Cher membres du Conseil communal de Valtournenche,
En tant que membres d’associations culturelles valdôtaines, nous vous écrivons pour vous faire part de notre inquiétude quant à la demande d’officialisation du toponyme « Breuil-Cervinia » que vous vous apprêtez à considérer lors de votre prochain Conseil communal, ce qui entraînerait la disparition du nom du village « Le Breuil ».
Le droit international nous impose de veiller à la sauvegarde des noms des lieux existants. En effet, la toponymie, qui est une compétence exclusive de la Région Autonome de la Vallée d’Aoste en vertu du Statut spécial de 1948, est un patrimoine culturel immatériel, tel que défini par la Convention pour la Sauvegarde du patrimoine culturel immatériel de l’UNESCO de 2003 et par la résolution IX/4 de la Conférence des Nations Unies sur la normalisation des noms géographiques.

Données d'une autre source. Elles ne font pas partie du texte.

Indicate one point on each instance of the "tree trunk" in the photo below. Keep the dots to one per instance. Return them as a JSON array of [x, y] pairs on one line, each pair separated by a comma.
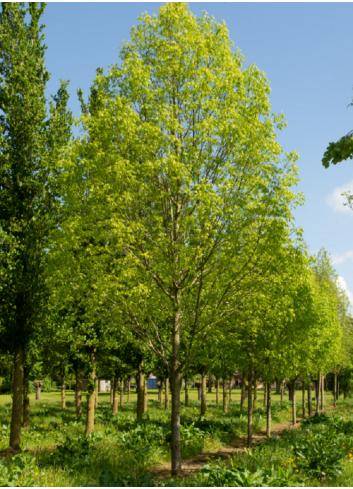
[[26, 397], [203, 392], [310, 406], [122, 393], [225, 404], [250, 380], [115, 395], [322, 393], [335, 389], [91, 393], [15, 433], [210, 383], [112, 390], [78, 394], [63, 390], [317, 393], [140, 391], [255, 394], [265, 394], [242, 398], [166, 400], [294, 407], [145, 399], [268, 420]]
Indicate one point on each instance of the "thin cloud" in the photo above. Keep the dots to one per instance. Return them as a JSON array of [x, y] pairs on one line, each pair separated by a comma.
[[336, 200], [339, 258]]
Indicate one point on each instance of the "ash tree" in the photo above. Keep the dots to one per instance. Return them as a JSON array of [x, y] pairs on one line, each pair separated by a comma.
[[180, 175], [30, 144]]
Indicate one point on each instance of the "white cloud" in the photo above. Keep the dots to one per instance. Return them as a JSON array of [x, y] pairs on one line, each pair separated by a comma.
[[343, 284], [336, 200], [339, 258]]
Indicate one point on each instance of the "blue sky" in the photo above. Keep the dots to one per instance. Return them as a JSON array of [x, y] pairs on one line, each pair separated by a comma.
[[305, 49]]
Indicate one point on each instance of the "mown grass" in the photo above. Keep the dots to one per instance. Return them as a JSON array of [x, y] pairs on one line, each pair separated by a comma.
[[125, 446]]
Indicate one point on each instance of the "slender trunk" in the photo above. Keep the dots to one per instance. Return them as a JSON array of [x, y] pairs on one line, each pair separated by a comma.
[[63, 390], [317, 393], [242, 398], [294, 407], [322, 393], [145, 399], [310, 406], [15, 433], [203, 392], [255, 394], [225, 404], [166, 401], [176, 383], [210, 383], [268, 420], [91, 393], [122, 393], [250, 381], [78, 394], [140, 391], [112, 390], [26, 397], [265, 394]]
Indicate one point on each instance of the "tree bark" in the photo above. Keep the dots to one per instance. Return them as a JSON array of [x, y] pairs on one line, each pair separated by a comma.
[[294, 407], [63, 390], [265, 394], [112, 390], [115, 395], [78, 394], [122, 393], [140, 391], [310, 406], [322, 393], [335, 389], [166, 401], [225, 404], [250, 380], [15, 430], [210, 383], [203, 392], [145, 399], [268, 420], [91, 393], [26, 397]]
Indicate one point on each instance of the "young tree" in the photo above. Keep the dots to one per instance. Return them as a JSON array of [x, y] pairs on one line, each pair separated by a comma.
[[30, 142]]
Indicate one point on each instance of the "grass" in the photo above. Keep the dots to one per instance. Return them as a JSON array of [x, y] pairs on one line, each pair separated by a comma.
[[59, 454]]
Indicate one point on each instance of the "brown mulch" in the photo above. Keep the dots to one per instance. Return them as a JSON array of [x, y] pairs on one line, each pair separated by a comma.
[[193, 464]]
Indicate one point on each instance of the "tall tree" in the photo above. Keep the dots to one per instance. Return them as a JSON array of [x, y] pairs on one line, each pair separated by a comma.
[[30, 143]]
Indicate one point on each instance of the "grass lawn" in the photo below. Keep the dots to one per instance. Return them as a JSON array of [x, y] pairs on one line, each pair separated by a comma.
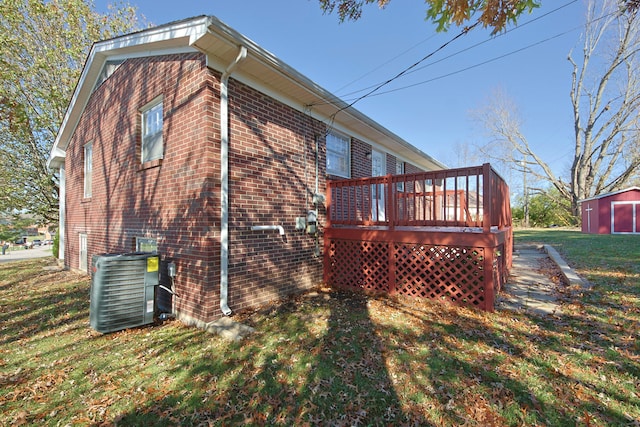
[[333, 358]]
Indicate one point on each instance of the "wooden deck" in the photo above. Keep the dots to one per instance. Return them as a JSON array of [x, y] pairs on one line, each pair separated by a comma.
[[444, 235]]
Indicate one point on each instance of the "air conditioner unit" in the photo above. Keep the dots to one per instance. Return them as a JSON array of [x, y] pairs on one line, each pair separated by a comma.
[[123, 290]]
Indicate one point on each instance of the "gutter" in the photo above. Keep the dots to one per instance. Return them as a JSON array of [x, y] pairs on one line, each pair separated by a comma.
[[224, 179]]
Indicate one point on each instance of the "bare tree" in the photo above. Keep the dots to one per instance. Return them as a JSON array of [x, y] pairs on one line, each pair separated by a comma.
[[605, 98]]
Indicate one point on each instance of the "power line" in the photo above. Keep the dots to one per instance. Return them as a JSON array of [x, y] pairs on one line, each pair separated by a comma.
[[464, 50], [400, 74], [473, 66]]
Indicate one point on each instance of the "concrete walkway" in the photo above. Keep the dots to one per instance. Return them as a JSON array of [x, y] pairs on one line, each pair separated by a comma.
[[528, 288]]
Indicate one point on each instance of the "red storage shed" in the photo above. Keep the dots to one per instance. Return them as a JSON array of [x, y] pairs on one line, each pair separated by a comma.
[[612, 213]]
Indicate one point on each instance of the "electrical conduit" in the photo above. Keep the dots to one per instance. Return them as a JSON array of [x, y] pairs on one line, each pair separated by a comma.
[[224, 179]]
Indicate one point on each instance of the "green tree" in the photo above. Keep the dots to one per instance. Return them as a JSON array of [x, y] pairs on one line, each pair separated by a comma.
[[494, 14], [605, 100], [545, 209], [44, 45]]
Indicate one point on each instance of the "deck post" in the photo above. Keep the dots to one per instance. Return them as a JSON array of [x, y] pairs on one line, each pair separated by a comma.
[[392, 267], [390, 203], [487, 197], [489, 279]]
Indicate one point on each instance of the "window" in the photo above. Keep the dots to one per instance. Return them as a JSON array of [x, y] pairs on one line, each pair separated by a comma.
[[338, 155], [400, 171], [88, 169], [144, 244], [152, 145], [84, 253]]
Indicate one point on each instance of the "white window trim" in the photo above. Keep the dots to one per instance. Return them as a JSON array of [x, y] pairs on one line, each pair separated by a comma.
[[88, 170], [336, 172], [158, 101], [83, 256]]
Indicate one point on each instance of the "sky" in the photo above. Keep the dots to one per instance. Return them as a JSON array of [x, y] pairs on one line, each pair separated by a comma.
[[431, 106]]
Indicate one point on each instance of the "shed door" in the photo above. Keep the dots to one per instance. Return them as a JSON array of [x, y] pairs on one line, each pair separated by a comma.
[[624, 217], [377, 191]]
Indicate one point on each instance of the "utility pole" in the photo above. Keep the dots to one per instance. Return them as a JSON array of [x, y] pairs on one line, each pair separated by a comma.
[[525, 191]]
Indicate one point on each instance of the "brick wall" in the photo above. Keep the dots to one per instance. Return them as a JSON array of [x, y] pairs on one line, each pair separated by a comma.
[[272, 179], [174, 201], [272, 159]]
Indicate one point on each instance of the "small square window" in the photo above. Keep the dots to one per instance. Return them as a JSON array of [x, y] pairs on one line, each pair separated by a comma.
[[338, 155], [144, 244], [152, 143]]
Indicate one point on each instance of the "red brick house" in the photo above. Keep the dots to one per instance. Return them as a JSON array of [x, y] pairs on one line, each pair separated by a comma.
[[192, 140], [612, 213]]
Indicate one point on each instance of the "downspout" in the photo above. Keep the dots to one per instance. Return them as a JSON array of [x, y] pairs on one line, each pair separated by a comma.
[[224, 179]]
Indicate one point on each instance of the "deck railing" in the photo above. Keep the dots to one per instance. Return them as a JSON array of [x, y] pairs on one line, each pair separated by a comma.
[[465, 197]]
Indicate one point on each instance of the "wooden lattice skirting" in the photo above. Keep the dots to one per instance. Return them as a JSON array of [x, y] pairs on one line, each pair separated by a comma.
[[462, 274]]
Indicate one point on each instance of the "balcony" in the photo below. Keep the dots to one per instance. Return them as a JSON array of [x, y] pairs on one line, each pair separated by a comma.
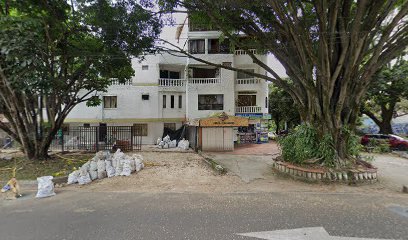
[[246, 81], [166, 82], [116, 82], [248, 109], [204, 80], [243, 52]]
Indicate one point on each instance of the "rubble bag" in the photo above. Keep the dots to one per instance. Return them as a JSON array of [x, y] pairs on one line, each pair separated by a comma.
[[45, 187]]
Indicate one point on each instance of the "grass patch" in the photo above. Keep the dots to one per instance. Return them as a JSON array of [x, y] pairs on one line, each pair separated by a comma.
[[57, 165]]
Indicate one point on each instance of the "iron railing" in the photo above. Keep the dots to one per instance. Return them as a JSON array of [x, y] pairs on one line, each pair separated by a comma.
[[94, 139]]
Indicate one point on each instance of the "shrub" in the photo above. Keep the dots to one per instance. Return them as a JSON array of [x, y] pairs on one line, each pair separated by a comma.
[[303, 144]]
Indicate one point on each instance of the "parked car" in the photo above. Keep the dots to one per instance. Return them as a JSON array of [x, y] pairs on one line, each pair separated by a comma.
[[396, 142]]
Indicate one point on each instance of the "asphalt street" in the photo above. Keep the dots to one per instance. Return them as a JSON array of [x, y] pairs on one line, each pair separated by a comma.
[[132, 215]]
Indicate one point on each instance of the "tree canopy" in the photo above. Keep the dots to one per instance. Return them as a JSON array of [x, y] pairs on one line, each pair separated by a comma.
[[282, 107], [388, 88], [56, 54], [330, 50]]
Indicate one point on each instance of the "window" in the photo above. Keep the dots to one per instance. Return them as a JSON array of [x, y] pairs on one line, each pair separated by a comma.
[[65, 128], [241, 75], [171, 126], [169, 74], [172, 101], [211, 102], [217, 46], [197, 46], [246, 100], [140, 129], [145, 96], [180, 101], [205, 72], [110, 101]]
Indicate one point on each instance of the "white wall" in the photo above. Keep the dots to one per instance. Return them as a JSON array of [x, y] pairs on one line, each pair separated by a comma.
[[129, 104]]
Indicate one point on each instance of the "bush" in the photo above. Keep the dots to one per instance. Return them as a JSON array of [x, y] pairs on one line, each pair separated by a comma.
[[303, 144]]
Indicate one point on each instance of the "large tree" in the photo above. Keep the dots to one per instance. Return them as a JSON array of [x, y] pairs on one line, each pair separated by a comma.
[[388, 88], [56, 54], [329, 48], [282, 107]]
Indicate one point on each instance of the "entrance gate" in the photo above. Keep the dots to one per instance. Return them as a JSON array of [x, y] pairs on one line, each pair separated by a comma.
[[99, 138]]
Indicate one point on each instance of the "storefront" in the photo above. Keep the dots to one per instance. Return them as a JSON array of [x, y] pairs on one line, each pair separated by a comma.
[[217, 133], [257, 129]]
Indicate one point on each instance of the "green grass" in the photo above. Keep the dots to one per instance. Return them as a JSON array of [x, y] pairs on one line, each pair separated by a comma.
[[57, 165]]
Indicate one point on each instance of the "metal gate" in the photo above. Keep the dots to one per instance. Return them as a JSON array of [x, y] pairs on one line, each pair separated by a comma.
[[94, 139], [217, 139]]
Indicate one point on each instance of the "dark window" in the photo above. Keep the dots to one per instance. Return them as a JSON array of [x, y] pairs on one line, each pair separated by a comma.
[[204, 72], [241, 75], [197, 46], [211, 102], [140, 129], [145, 97], [65, 128], [110, 102], [172, 101], [171, 126], [246, 100], [180, 101], [169, 74], [164, 101], [217, 46]]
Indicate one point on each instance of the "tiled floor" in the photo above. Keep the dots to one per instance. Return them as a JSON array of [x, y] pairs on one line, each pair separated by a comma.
[[270, 148]]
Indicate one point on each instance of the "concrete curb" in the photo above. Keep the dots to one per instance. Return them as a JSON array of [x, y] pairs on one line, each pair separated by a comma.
[[369, 175], [400, 154], [31, 183], [213, 164]]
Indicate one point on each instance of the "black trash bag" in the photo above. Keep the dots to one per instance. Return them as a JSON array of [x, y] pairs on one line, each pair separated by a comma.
[[177, 135]]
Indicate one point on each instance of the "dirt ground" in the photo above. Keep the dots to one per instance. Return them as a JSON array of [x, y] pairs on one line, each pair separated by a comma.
[[187, 172]]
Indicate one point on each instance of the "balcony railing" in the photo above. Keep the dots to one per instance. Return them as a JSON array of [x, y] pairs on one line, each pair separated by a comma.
[[248, 109], [248, 81], [165, 82], [204, 80], [116, 82], [244, 52]]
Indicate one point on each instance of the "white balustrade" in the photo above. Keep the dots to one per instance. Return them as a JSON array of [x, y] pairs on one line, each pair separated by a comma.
[[116, 82], [165, 82], [204, 80], [244, 52], [248, 109], [248, 81]]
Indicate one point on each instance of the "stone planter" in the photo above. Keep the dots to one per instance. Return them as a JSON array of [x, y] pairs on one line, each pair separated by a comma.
[[365, 173]]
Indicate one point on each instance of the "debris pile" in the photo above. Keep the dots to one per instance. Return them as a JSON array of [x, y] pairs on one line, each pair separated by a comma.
[[105, 165], [167, 143]]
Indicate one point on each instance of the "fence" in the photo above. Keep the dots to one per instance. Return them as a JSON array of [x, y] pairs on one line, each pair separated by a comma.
[[94, 139]]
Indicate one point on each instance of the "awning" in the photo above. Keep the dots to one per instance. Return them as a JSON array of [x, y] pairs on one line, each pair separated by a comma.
[[224, 120]]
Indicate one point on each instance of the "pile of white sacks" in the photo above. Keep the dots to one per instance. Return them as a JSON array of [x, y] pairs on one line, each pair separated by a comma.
[[105, 165], [167, 143]]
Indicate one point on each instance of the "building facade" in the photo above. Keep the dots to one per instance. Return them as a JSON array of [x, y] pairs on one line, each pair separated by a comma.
[[169, 91]]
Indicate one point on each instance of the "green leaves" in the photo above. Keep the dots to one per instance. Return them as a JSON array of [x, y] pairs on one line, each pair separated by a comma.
[[304, 143]]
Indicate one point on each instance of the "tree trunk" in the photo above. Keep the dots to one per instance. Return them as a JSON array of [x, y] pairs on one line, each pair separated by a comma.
[[385, 127]]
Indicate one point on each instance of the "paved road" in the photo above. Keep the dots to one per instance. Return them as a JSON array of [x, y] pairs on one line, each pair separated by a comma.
[[121, 215], [392, 170]]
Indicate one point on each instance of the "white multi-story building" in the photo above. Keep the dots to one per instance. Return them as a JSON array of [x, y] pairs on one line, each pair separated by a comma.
[[169, 91]]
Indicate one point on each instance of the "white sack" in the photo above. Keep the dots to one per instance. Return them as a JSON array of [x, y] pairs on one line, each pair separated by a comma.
[[45, 187]]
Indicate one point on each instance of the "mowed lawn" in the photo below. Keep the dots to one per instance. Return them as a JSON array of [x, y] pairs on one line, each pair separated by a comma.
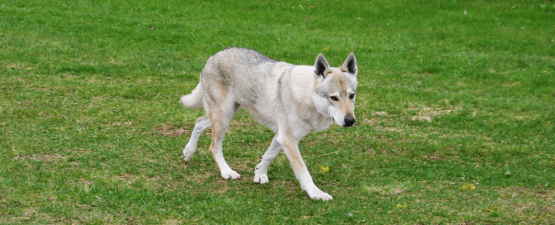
[[455, 112]]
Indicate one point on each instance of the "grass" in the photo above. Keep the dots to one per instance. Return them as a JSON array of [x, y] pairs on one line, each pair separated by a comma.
[[455, 112]]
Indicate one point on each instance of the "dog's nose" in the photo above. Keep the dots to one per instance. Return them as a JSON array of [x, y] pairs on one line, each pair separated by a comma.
[[349, 120]]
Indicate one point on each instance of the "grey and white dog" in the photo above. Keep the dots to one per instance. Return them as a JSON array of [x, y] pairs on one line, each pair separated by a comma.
[[290, 100]]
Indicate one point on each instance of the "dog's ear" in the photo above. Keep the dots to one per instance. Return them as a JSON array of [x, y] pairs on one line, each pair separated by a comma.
[[321, 66], [350, 64]]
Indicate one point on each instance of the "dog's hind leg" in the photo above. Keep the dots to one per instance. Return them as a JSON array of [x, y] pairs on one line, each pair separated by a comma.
[[202, 124], [261, 170], [221, 117]]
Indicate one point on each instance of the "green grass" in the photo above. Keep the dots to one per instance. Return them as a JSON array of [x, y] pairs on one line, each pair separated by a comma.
[[91, 130]]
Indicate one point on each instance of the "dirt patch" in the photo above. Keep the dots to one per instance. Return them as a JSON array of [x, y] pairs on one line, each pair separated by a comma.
[[379, 113], [421, 118], [40, 157], [170, 131], [391, 129]]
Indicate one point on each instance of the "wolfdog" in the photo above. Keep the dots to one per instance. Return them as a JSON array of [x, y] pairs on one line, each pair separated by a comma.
[[290, 100]]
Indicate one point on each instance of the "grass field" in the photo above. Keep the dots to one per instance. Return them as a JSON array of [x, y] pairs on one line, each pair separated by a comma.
[[455, 112]]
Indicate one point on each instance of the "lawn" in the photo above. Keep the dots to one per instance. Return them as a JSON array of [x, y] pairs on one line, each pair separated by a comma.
[[455, 112]]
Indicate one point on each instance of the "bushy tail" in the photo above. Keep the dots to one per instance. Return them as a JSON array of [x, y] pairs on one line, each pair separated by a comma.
[[193, 100]]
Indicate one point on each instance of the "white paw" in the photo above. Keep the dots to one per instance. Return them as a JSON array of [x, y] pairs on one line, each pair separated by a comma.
[[230, 174], [261, 178], [320, 195], [188, 154]]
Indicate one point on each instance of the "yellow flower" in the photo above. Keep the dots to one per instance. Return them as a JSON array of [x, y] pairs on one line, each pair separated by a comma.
[[324, 169], [493, 209], [469, 187]]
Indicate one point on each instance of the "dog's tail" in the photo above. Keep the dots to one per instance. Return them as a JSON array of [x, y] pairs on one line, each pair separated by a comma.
[[193, 100]]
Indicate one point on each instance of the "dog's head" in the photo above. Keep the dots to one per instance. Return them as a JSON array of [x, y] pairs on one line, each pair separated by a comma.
[[335, 93]]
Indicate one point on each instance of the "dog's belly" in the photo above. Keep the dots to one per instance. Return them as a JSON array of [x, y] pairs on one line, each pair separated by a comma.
[[263, 118]]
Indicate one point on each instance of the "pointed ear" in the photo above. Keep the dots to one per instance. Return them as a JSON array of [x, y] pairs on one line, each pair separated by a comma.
[[350, 64], [321, 66]]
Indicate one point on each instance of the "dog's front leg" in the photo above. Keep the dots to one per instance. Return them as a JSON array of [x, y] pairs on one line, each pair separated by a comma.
[[291, 149]]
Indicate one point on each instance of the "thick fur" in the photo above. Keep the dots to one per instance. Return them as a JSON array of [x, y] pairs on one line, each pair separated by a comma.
[[291, 100]]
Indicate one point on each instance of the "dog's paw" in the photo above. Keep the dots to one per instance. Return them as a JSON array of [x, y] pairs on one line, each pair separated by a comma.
[[261, 178], [188, 154], [230, 175], [320, 195]]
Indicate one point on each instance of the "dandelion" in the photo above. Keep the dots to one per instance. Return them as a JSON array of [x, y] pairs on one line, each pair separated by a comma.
[[324, 169], [494, 209], [469, 187]]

L’article 11 de la Convention requiert de « prendre les mesures nécessaires pour assurer la sauvegarde du patrimoine culturel immatériel » présent sur notre territoire.
D'un point de vue légal, « Breuil-Cervinia » n’existe pas. Vos prédécesseurs au Conseil Communal, dont certains sont peut-être vos ancêtres, ont fait le choix le 25 août 1947 de redonner au village du Breuil son nom d’origine, en éliminant le « nom italianisé » Cervinia à cette occasion. « Breuil-Cervinia » a toujours servi de convention, sans jamais avoir été approuvée par les autorités compétentes. Ainsi, de 1947 à 2023, le nom du village a toujours été « Breuil » ; puis, de septembre 2023 à nos jours, le nom officiel est devenu « Le Breuil » après un long processus démocratique et d’expertise qui a vu votre participation et le vote unanime du Conseil communal approuvant ce nom.
Nous n’avons rien contre le nom commercial de la station de ski « Cervinia » ; au contraire, il devrait, selon nous, continuer à coexister avec le nom du village du Breuil. Il a été suggéré que l’utilisation de deux noms affaiblirait le « prestige » du domaine. Cela n’a non seulement pas été démontré, mais a été réfuté par le succès commercial de vos voisins à Zermatt, qui partagent leur succès avec le « Matterhorn Ski Paradise » pour désigner leur domaine skiable, ou encore par Sauze d’Oulx au Piémont, qui a conservé le nom imposé par le fascisme de « Sportinia » pour son domaine skiable. D’autres défis plus importants que le nom du village menacent le domaine, tels que le changement climatique qui fait croître les prix, ou encore le manque de protection de la « marque » Cervinia que vous chérissez tant. C’est sur ces thèmes qu’il faut travailler, au lieu de succomber à du révisionnisme historique et à des pressions infondées, souvent imbibées de pulsions identitaires exprimées par des personnes étrangères à l’histoire et à la culture de la Vallée d’Aoste.
Nous espérons pouvoir bientôt organiser des rencontres avec les résidents de Valtournenche afin de discuter des origines et des enjeux de la question, et serions ravis de vous rencontrer pour trouver une solution qui mette tout le monde d’accord, permettant au village du Breuil de conserver son nom et au domaine skiable de Cervinia de garder le sien. Pour le moment, nous vous demandons de conserver le nom du Breuil tel quel, ou au moins de vous donner davantage de temps pour trouver un consensus sur la question.
Dans l’attente de vos délibérations sur la question, veuillez agréer, Mesdames et Messieurs les Conseillers et membres du Conseil Communal, nos respects les plus dévoués.
Cordialement,
Association Nos Accents
Comité des Traditions Valdôtaines
A.N.P.I. Valle d’Aosta
À cette lettre se joignent également :
François STÉVENIN, Comité de direction de l’UPF VdA, ancien Président du Conseil Régional
Daniel FUSINAZ, expert en langue francoprovençale.